Non-deterministic cache-restore behaviour

choliver · September 6, 2017, 12:53pm

I’m relying on the prefix-matching and “most recent” behaviour described here to obtain the cache from the latest build for the current branch.

However, Circle sometimes seems to be picking up random older versions. For example, for my latest two builds on the develop branch:

Build #2227

Found a cache from build 2226 at platform-v3-develop-gradle
[...]

Seems ok.

Build #2229

Found a cache from build 2166 at platform-v3-develop-gradle
[...]

Why is it using the cache from ages ago?

(Note that build #2228 was a different branch.)

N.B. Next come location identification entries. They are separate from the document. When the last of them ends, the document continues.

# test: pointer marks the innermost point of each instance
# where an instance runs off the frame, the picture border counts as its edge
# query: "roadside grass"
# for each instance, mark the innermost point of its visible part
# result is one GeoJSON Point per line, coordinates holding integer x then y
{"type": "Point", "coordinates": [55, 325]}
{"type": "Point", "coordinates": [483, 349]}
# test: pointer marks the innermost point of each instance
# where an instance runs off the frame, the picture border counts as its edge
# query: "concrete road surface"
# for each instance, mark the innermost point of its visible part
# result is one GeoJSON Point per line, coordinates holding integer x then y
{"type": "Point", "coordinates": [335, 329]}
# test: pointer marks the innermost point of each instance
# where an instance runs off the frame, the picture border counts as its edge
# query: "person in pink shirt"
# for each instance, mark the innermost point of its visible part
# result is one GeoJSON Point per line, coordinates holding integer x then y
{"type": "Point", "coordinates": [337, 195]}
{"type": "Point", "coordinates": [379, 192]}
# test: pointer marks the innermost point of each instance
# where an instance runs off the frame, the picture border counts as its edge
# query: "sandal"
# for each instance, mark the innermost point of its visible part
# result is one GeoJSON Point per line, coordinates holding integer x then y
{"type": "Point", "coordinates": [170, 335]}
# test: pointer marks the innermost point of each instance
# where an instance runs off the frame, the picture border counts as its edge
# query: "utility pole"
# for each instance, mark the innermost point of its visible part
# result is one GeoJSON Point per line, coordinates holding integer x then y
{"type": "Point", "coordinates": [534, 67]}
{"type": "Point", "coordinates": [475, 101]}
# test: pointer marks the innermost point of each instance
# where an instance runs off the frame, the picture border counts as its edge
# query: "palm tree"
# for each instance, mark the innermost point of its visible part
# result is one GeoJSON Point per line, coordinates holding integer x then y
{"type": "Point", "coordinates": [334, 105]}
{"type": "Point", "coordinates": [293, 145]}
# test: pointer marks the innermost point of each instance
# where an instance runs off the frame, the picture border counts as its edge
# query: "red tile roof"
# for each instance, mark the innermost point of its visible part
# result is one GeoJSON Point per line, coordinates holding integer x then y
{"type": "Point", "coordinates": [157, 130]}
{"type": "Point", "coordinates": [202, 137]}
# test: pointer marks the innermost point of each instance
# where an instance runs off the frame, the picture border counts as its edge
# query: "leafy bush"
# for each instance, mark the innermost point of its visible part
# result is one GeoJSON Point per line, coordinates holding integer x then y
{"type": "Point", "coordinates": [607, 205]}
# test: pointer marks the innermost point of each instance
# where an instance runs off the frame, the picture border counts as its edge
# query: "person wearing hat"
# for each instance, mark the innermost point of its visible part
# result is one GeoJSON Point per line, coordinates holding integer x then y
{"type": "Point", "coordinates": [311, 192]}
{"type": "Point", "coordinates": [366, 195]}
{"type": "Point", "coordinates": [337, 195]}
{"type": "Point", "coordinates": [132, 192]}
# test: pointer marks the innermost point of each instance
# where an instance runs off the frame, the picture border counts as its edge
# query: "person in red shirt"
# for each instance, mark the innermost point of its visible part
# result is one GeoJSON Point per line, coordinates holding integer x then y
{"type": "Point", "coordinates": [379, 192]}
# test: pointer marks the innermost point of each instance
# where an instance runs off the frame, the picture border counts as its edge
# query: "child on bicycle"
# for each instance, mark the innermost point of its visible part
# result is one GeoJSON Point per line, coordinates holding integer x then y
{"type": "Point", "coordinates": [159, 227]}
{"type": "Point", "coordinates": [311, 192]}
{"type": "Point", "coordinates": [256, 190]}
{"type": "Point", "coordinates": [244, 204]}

The relevant parts of my config are as follows:

- restore_cache:
    keys:
      - platform-v3-{{ .Branch }}-gradle

...

- run:
    command: find ~/.gradle -path ~/.gradle/daemon -prune -o -name '*' > ~/gradle.txt

- save_cache:
    key: platform-v3-{{ .Branch }}-gradle-{{ checksum "~/gradle.txt" }}
    paths:
      - ~/.gradle

Am I doing something wrong, or is there a bug/weirdness in Circle here?

DeviateFish · September 7, 2017, 7:56pm

I’m seeing this as well. Started happening a few days ago:

Six days ago, build 45083 was pulling a cache from build 45062, the previous build on the same branch.
The next build on the same branch (45129, from two days ago) is now pulling a cache from build 44730–a build from 15 days ago.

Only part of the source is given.